Of the documents preserved in the Heilongjiang archives, No. 890 and No. 1,064 show that on Oct. 20, 1941, Takahashi, a general of a Japanese military police unit in Suiyang, Heilongjiang, explained to another general who headed a unit in Suifenhe, “These women are part of 2,000 who were forcibly conscripted from Korea.”

It also describes how Korean women were tricked by the Japanese military and told they would be working “at a restaurant for Japanese soldiers.”

It details specific dates, allowed recreational time and designated comfort women for the different military ranks. It also says that in addition to the brothels run directly by the Japanese army, there were private ones run by Japanese and even makeshift comfort stations aboard ships and trains.

Another report dated Feb. 19, 1938, from a Japanese military police brigade commander in central China says that comfort women were dispatched in proportion to the number of its soldiers. For 25,000 Japanese troops stationed in Nanjing in eastern China, there were 141 sex slaves. This is a ratio of one so-called comfort woman for every 178 soldiers.

However, in Jilin province, northeast China, there were not enough sex slaves and one woman had to serve 267 soldiers. Thus, more women were forcibly recruited locally, the document describes.

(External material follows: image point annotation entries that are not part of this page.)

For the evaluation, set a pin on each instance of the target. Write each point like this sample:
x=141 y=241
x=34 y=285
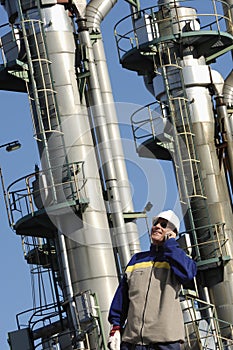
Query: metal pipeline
x=88 y=244
x=96 y=11
x=104 y=145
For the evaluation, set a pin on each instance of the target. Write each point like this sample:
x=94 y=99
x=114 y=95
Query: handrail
x=34 y=191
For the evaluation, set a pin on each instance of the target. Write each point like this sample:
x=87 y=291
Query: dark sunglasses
x=163 y=224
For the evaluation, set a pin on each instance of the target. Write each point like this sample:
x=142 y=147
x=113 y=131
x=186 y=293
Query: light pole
x=10 y=146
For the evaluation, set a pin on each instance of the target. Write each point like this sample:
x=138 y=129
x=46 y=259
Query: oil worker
x=145 y=312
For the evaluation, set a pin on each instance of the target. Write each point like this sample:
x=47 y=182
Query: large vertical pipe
x=88 y=241
x=96 y=11
x=198 y=78
x=104 y=145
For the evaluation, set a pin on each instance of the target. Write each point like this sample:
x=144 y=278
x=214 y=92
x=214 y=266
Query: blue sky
x=16 y=124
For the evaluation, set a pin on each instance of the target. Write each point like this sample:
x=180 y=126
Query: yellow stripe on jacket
x=146 y=264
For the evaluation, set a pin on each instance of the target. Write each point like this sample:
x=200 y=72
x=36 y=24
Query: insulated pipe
x=104 y=145
x=226 y=133
x=228 y=90
x=88 y=245
x=96 y=11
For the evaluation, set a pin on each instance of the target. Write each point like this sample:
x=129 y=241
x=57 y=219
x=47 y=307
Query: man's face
x=161 y=230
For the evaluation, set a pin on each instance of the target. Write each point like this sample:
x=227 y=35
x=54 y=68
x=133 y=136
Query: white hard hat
x=170 y=216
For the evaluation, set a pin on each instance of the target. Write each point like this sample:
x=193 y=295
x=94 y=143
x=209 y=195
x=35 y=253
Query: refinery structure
x=77 y=204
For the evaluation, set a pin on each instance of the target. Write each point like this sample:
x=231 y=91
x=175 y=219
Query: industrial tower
x=77 y=204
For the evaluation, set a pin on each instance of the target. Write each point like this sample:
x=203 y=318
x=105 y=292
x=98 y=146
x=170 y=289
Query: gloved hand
x=114 y=340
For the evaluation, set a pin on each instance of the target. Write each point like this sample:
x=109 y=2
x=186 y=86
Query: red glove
x=114 y=340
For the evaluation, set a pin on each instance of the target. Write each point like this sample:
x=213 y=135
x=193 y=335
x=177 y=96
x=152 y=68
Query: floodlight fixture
x=11 y=146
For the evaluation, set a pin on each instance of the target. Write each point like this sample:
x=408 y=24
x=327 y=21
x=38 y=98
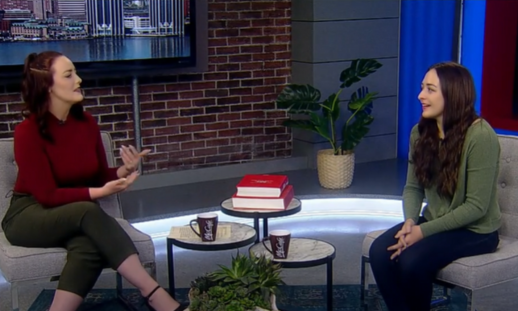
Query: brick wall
x=223 y=116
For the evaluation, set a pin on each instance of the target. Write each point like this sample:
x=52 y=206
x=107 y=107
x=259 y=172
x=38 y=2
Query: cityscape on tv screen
x=126 y=29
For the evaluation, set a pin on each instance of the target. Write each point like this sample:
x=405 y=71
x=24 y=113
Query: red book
x=280 y=203
x=262 y=185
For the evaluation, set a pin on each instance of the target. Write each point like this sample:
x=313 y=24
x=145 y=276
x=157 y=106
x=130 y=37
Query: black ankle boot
x=182 y=307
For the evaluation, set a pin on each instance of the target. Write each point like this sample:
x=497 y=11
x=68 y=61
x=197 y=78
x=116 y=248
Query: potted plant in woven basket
x=249 y=284
x=335 y=166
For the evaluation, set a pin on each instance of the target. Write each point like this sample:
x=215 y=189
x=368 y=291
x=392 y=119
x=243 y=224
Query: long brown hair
x=437 y=163
x=36 y=83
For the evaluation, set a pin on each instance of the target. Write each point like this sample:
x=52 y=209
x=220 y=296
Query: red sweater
x=61 y=172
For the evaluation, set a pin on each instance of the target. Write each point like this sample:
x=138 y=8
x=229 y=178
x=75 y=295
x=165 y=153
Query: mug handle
x=192 y=228
x=266 y=247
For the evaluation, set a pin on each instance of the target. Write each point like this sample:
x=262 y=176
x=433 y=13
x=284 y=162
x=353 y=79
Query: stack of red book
x=263 y=192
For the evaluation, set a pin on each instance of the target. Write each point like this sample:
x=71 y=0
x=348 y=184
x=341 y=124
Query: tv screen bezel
x=126 y=68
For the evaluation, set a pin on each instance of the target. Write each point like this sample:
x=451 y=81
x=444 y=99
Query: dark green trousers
x=93 y=239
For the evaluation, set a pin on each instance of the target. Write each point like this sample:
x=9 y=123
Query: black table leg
x=257 y=230
x=265 y=227
x=329 y=284
x=170 y=268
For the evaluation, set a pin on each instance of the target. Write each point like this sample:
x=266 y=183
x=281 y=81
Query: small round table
x=305 y=253
x=241 y=235
x=228 y=209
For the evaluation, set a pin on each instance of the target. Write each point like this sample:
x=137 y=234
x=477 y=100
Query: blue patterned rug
x=292 y=298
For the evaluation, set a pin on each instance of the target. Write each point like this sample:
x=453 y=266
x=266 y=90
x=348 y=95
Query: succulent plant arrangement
x=247 y=285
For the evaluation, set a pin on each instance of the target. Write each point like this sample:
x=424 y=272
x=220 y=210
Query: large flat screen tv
x=102 y=37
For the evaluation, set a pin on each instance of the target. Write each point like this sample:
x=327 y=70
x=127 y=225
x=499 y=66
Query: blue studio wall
x=426 y=38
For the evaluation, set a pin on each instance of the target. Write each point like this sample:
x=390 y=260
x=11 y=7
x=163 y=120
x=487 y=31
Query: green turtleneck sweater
x=474 y=205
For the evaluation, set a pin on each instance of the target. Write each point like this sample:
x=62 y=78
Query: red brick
x=191 y=128
x=252 y=49
x=241 y=123
x=229 y=32
x=252 y=66
x=194 y=94
x=165 y=114
x=264 y=40
x=178 y=87
x=188 y=145
x=151 y=106
x=167 y=148
x=179 y=104
x=214 y=7
x=241 y=91
x=276 y=48
x=249 y=63
x=217 y=42
x=245 y=32
x=229 y=133
x=205 y=135
x=264 y=89
x=98 y=91
x=282 y=22
x=238 y=6
x=253 y=115
x=239 y=24
x=263 y=22
x=264 y=73
x=239 y=58
x=178 y=121
x=227 y=50
x=215 y=76
x=203 y=85
x=251 y=15
x=239 y=41
x=282 y=38
x=226 y=15
x=216 y=126
x=217 y=142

The documents revealed by the State Archives Administration also show how women in Indonesia and other Southeast Asian countries were forced into sexual slavery as well.

Qi Xiujuan, head of the Heilongjiang provincial records office, told reporters, “The sexual slavery system infringed upon female human rights and was the cruelest crime, as it physically and mentally plundered the women.”

Ahead of China’s upcoming commemoration of the 70th anniversary of Japan’s surrender next month, the State Archives Administration has also been revealing a series of videos detailing evidence of Japan’s aggressions against women during wartime. From Saturday, it began releasing one video a day in an eight-part series.

“These horrific, institutionalized acts of violence committed by Japanese invaders… constitute state crimes and gross violation of the human rights of the victimized women,” the archive administration says in a preface to its videos.